Mentre sul versante del Prosecco c’è chi spinge per abbandonare, nel territorio collinare docg, lo stesso termine “Prosecco” per distinguersi dalla “massa” della produzione doc, su quello dell’Aceto Balsamico di Modena i consorzi si muovono in maniera unitaria e arrivano a definire un protocollo d’intesa per condividere strategie ed operatività, in particolare quelle legate alla tutela del prodotto e all’attività di formazione ed informazione. Non siamo ancora alla fusione tra mondi profondamente diversi, quello del Balsamico Tradizionale dop e quello del Balsamico di Modena igp, ma certamente il patto siglato – o per meglio dire formalizzato, visto che la modalità collaborativa è già avviata da anni – tra i consorzi permetterà di avviare nuove iniziative con spalle più solide e con unità di intenti, anche perché spesso le aziende che operano nell’igp sono le stesse che fanno una piccola parte di produzione dop. Per dirla con le parole della presidente del consorzio di Modena igp, Mariangela Grosoli: “Entrambi dobbiamo difendere il termine Balsamico”.
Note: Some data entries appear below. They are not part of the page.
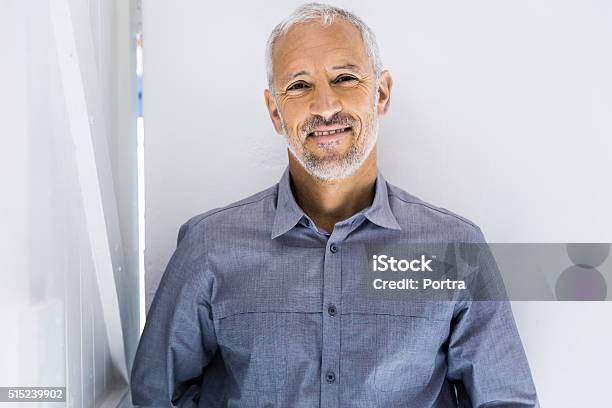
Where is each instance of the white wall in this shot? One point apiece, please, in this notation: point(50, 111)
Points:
point(500, 112)
point(53, 307)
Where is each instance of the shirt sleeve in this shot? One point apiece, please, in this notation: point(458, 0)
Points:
point(178, 340)
point(486, 360)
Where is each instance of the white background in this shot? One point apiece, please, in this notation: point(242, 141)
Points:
point(500, 112)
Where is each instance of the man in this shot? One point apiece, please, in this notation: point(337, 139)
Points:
point(260, 304)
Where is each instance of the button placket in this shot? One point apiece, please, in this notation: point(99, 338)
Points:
point(332, 290)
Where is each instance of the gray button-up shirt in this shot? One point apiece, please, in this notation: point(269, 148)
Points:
point(259, 308)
Stiamo parlando di un business rilevante e fortemente orientato all’export: la stima legata al Balsamico è di un valore commerciale pari a circa un miliardo di euro, generati per il 92% dall’export. E se il Tradizionale dop è senza dubbio il “gioiello”, l’eccellenza mondiale del comparto con pochissime quantità di prodotto venduto a caro prezzo, è il Modena igp ad assicurare grandi numeri e ingenti fatturati alle aziende specializzate, tra le quali spiccano i tre big Acetum, Ponti e De Nigris, in rigoroso ordine di fatturato.
La collaborazione tra consorzi ha portato a una serie di iniziative condivise: la gestione congiunta di procedimenti legali, l’organizzazione dell’evento annuale Acetaie Aperte, fino a creare uno spazio condiviso denominato “Le Terre del Balsamico” presso il parco agroalimentare Fico di Bologna. Con la formalizzazione dell’accordo, viene istituito un Comitato di coordinamento la cui presidenza per il primo biennio spetta al numero uno del Tradizionale, Enrico Corsini, il quale afferma: “É una cosa importante che va nella direzione della valorizzazione del mondo balsamico nel suo insieme. Nel futuro a cui bisogna guardare, potremmo affrontare le sfide che riguardano la tutela, la vigilanza, la promozione e la comunicazione avendo maggiore forza”.
Mariangela Grosoli parla di una strada che parte da lontano, fin dal 2001 quanto iniziò la collaborazione per l’Acetaia d’Italia, e che ora potrebbe portare a nuovi traguardi. “I produttori – racconta a Pambianco Wine&Food – hanno bisogno di una voce sola, di fare promozione e di presentarsi come fronte unito. Ora otterremo più forza come comparto e potremo intercettare maggiori finanziamenti da destinare alla promozione. Il territorio è compatto e pronto a confrontarsi anche con Reggio Emilia (che è dop a parte, ndr): se hanno interesse a unirsi ne possiamo parlare, perché il termine Balsamico è anche loro”. Il primo evento nel quale i due consorzi si presenteranno assieme sarà la prossima edizione di Cibus a Parma.
La Grosoli è a capo di Aceto Balsamico Del Duca, azienda di Spilamberto (Modena) che si distingue per la percentuale relativamente alta di prodotto destinato al mercato domestico: l’Italia vale il 30% del giro d’affari, e i primi mercati esteri non sono Stati Uniti o altri Paesi chiave per l’export del comparto, bensì Giappone e Svizzera, a testimonianza di un posizionamento qualitativo particolarmente elevato. In grande distribuzione è presente soltanto in Esselunga e, con poche referenze, nei supermercati e iper gestiti da Coop Alleanza 3.0. Nel 2018 ha fatturato circa 4 milioni di euro e occupa una posizione compresa tra il decimo e dodicesimo posto – a seconda delle annate – in termini di produzione certificata. Le sue etichette sono prodotte esclusivamente con mosto d’uva cotto e selezionato aceto di vino, senza ricorrere ai concentrati. “Nel 2020 – anticipa Grosoli – presenteremo la prima linea monovitigno. Stiamo svolgendo ora i test: quasi sicuramente si tratterà di aceto da Sangiovese”.